Oakville, Ontario-based Tim Hortons has agreed to a $12.5 billion merger with Miami-based Burger King. The New York-based Brazilian private equity group 3G Capital will own 51-per-cent of the new company. American billionaire Warren Buffett’s Berkshire Hathaway Inc. committed $3 billion of preferred equity financing to the deal.
So is it bad news for Stephen Harper – who once delivered a speech at a Tim Hortons rather than the United Nations – that the iconic Canadian doughnut store chain is now owned by a Brazilian equity firm and an American fast-food restaurant?
It would appear not. In fact, he may celebrate it.
Toronto Star columnist Tim Harper writes, “It may not be as warm and fuzzy as a frigid ice rink on a winter’s dawn, but the $12.5-billion takeover of Tim Hortons by Brazilian-owned Burger King is now a powerful symbol of Harper’s cuts to corporate taxes and his move to make Canada more business-friendly.”
The Canadian Press explains that’s because, “The acquisition … moves the merged company’s global headquarters to Canada to take advantage of lower corporate taxes. When the companies disclosed the talks on Aug. 24, it revived debate over American companies shifting their headquarters to other countries in search of lower corporate tax bills.”
The columnist adds, “Expect the Burger King deal to be part of Harper’s key economic message going forward, even if the tax savings for the burger chain may not be all they seemed at first glance. Canada’s basic corporate tax rate is about 26 per cent, while it is about 35 per cent in the U.S., but both companies paid a rate in the range of 27 per cent at the time of the deal.”
That said, Matt Levine explains in Bloomberg that the logic may be: “If we’re incorporated in the U.S., we’ll pay 35 percent taxes on our income in the U.S. and Canada and Mexico and Ireland and Bermuda and the Cayman Islands, but if we’re incorporated in Canada, we’ll pay 35 percent on our income in the U.S. but 15 percent in Canada and 30 percent in Mexico and 12.5 percent in Ireland and zero percent in Bermuda and zero percent in the Cayman Islands.”
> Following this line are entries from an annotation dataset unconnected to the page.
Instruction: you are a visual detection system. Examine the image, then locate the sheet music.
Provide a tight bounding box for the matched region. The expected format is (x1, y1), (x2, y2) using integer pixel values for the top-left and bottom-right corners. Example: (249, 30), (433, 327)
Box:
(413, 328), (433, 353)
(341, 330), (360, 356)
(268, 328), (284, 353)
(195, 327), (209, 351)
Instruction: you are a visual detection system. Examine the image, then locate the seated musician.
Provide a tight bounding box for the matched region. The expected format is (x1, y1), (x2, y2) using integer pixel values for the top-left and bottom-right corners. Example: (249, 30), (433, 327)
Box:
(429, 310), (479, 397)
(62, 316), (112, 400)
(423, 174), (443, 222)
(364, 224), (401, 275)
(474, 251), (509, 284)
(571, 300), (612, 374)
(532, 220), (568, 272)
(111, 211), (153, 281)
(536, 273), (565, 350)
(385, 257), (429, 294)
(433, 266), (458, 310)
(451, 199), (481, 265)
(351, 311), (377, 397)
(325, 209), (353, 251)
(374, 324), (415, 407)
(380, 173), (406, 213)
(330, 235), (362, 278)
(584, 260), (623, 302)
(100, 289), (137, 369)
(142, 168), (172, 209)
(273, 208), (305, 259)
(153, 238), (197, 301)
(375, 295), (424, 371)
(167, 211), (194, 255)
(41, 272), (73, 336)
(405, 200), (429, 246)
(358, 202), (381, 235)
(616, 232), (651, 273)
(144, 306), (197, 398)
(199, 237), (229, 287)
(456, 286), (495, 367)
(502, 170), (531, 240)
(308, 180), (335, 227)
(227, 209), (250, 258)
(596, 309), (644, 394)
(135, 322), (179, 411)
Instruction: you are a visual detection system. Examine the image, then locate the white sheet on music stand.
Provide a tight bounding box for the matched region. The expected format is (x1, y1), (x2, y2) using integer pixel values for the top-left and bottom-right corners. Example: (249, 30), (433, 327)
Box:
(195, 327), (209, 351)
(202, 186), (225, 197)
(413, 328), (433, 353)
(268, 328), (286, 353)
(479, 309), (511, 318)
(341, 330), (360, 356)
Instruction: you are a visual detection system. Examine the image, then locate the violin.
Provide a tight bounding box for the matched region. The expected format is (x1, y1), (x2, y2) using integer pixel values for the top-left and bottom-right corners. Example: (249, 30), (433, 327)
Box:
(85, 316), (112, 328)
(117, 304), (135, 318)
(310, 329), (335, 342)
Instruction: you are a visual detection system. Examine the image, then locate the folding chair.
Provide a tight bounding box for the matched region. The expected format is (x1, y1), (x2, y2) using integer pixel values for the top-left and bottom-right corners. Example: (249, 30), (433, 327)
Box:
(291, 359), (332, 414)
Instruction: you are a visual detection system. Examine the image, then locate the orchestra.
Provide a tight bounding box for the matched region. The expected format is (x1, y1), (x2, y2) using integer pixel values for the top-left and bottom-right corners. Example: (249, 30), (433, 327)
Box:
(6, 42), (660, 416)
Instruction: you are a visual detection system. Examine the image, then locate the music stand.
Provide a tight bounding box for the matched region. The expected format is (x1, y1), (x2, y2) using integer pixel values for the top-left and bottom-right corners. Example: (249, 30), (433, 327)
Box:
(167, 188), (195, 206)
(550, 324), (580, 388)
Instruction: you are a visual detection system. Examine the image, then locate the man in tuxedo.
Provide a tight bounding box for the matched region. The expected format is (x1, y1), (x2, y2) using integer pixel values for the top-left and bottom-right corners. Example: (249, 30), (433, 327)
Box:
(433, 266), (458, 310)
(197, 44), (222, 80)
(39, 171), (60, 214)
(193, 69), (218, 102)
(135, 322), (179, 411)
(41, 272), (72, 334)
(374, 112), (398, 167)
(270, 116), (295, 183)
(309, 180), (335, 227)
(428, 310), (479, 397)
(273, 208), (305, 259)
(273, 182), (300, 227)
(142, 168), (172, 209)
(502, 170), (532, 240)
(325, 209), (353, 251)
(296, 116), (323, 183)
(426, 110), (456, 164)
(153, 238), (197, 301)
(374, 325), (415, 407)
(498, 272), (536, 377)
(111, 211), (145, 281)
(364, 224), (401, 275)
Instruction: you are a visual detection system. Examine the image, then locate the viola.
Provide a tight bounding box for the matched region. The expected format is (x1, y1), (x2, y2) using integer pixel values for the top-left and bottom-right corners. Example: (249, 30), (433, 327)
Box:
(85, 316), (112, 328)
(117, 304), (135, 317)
Harper notes that Burger King “facing a consumer backlash south of the border where ‘tax inversion’ has become an issue” will argue that “the deal was all about growth and the Canadian market and that was why the newly merged company would be headquartered in Oakville.”
We’ll see if the Conservatives continue to celebrate if job cuts follow this merger.
The Wall Street Journal reports, “Burger King said they expect no changes to ‘restaurant-level employment’… Still, after buying both Burger King and Heinz, 3G aggressively cut jobs. That does not bode well for Tim Hortons’s employees.”
And as Harper celebrates Tim Hortons as quintessentially Canadian, we should keep in mind that the beloved company has rejected selling fair trade coffee, has said it needs temporary foreign workers to remain fully staffed, and that it sources palm oil from suppliers that are clear-cutting tropical rainforests to make way for palm oil plantations.